Energy prices at multi-year highs and relentless supply chain grumbling raised fears of a future spike in inflation, while Norway and New Zealand became the first developed countries to hike rates as as economies recover from the COVID crisis. Read more

And hawkish moves by the Bank of England and the US Federal Reserve are leading investors to believe rate hikes are imminent elsewhere as well.

As a result, interest rate futures rapidly increase the rate hike bets; Britain has seen some of the biggest moves with 19 basis points of BOE price tightening by the end of 2021, up from 2 basis points expected a month ago.

For the Fed and the European Central Bank, rate hikes at the end of 2022 are 100% and 90% respectively, down from around 50% and less than 40% a week ago.

The messages often conflict with those of central bankers, who remain adamant that the rise in inflation is transitory and that there is no rush to tighten policy. They also contrast with the view that economic growth is moderating; Goldman Sachs, for example, lowered its US growth forecast for 2022.

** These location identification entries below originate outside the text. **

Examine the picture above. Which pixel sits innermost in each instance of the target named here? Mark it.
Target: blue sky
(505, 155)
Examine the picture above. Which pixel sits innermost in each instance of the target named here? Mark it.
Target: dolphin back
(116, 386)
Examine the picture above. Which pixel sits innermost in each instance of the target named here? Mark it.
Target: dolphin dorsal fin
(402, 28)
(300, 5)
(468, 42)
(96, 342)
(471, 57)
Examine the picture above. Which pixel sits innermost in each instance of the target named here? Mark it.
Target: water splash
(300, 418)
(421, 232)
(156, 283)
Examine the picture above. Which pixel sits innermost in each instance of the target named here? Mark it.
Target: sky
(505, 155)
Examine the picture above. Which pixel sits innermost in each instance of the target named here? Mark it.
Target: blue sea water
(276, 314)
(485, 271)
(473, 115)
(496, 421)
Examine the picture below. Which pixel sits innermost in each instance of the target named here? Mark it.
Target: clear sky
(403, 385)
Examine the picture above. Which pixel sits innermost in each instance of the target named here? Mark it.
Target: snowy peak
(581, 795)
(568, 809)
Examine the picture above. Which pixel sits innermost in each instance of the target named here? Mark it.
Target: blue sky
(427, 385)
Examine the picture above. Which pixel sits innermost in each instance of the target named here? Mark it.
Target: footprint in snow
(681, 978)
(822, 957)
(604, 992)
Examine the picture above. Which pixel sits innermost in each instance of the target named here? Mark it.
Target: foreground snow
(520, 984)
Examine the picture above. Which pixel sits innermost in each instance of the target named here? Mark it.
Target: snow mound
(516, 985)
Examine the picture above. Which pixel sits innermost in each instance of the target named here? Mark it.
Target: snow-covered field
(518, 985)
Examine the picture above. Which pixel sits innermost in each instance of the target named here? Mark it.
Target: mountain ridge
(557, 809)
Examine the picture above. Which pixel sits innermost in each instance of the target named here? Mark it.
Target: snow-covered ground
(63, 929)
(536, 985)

And finally, they are at odds with signals from other market segments; forward inflation swaps, for example, will still see eurozone prices below 2% ten years from now.

Reuters Charts

Most analysts say market prices are aggressive, especially in regions such as the eurozone where policymakers have downplayed inflation risks read more.

“What the market has learned about the Fed or the BoE is that they have their forecasts, but when time is of the essence they revert to the rate hike mantra,” said Peter Schaffrik, macro strategist. global at RBC Capital Markets.

“Look at the BoE, the Norges Bank, they all change and the markets say the ECB can’t be the intruder. I tend to think the ECB will be cautious and try to sit down as much as it can. . “

While some rate hike expectations have been fueled by hawkish policymakers, the shift in investor perceptions is eye-catching in other cases.

In Australia, markets have raised expectations for higher interest rates next year by 40 basis points, although the Reserve Bank insists it will keep the policy very accommodative until 2024.

Analysts believe that money market moves could increase pressure on central banks and heighten fears of falling behind.

Marija Veitmane, senior strategist at State Street Global Markets, doesn’t expect aggressive rate hike cycles in any major economy, but she acknowledged that “given conflicting economic cross-currents, central banks around the world are caught between the hammer and place it now “.

british golden curve
Bets on ECB rate hike jump

Reporting by Saikat Chatterjee and Dhara Ranasinghe; Editing by Sujata Rao and William Maclean

Our Standards: Thomson Reuters Trust Principles.